# When do you get matching certificate



## sweets x (Jul 28, 2008)

Hi.
Am getting grief at work again, knew it had been quiet for a bit so should of expected it.
When do you get the adoption certificate, at matching panel or after ratification??
I will be claiming SAP and my employer says that its paid 28 days after i give them the adoption certificate.
However, matching panel is 19th july with intros the week after so its not possible to give a months notice.
Just knew this would happen, getting fedup of work now and just feel like not going back in. They are being funny with me as they know i'm leaving. 
Any advice would be great
Thanks
Sweets x x


----------



## libby29 (Dec 27, 2008)

I'm not sure that you actually have to give a months notice. I could be wrong but i think it says on .gov website that you must give no less than 1 week and you can take leave from matching panel date. So if at matching panel they say yes then sw can give you paper work to start the ball rolling ( i think). Sure someone will be along shortly who knows for definate. Have a look on .gov site though as its brill. Good luck x


----------



## libby29 (Dec 27, 2008)

Just had a look for you and it says.......You need to tell your employer that you want to take Statutory Adoption Leave within seven days of being told that you have been matched with a child for adoption. If it is not possible to tell your employer within seven days, you must tell them as soon as possible. It then goes on to say that if you want to change the start date of your adoption leave thats when you need to give 28 days notice. Oh and it says you will need a matching certificate. Hope that helps. x


----------



## Boggy (Dec 13, 2006)

We got the matching certificate at the panel, I left work the day before panel for 2 weeks annual leave before intros.

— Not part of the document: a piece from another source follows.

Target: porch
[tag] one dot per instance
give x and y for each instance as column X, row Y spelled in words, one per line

You should get paid at the normal time i.e. if you get paid on the last day of the month then that would continue.  There shouldn't be a delay in getting it organised, and you can give as much or as little notice.  Ideally employers would get 28 days notices, but they rarely do so as long as you hand in your certificate within 7 days of receiving it you'll be fine.

Just make sure you get what you are entitled to!  You'll know the legislation better than they do.  Directgov is very useful.  

Bx


----------



## Miny Moo (Jan 13, 2011)

We got our Matching Certificate with our ratification letter, my employers were very good and made all arrangements with out it and I just gave it in when I had it, word of warning they managed to lose it, luckily we had been sent 2, so I took it in and made them photocopy it and give it back to me, not that we have needed it for anything else.


----------



## sweets x (Jul 28, 2008)

Thanks for your replies. Have been on .gov and told him wat you have said. He just twists what I say and then I get all jumbled. If needs be I'll just take a few weeks unpaid and will get two weeks extra adoption leave than planned with it starting later. 
Feeling totally stressed about it all now, should be looking forward to being a mummy not getting stressed like this. 
Sweets xx


----------



## Old Timer (Jan 23, 2005)

Hi Sweets

Put in writing to him, cc HR if you have one, saying that based on the expected outcome at MP on (date) you will be taking adoption leave from (date).  If you have any annual holiday to use I would recommend using some at least before intros and then taking the rest for intros.  SAP has to start by the time the children move in with you.

We didn't get our certificate until the day intros started and I left work 5 hours before we had a call to say it had been ratified!

Good luck
OT x


----------



## willswendy (Aug 17, 2004)

We got our certificates a week after the panel, after what they call the rubber stamp

Best wishes   

Wendy xxx


----------



## sweets x (Jul 28, 2008)

Think its all sorted now. The LA we are adopting from are writing me a letter. This will count as proof. 
Just can't wait to leave now


----------



## Old Timer (Jan 23, 2005)

Glad you have it sorted, the last thing you want is your employer spoiling the run up to meeting your children.  
OT x


----------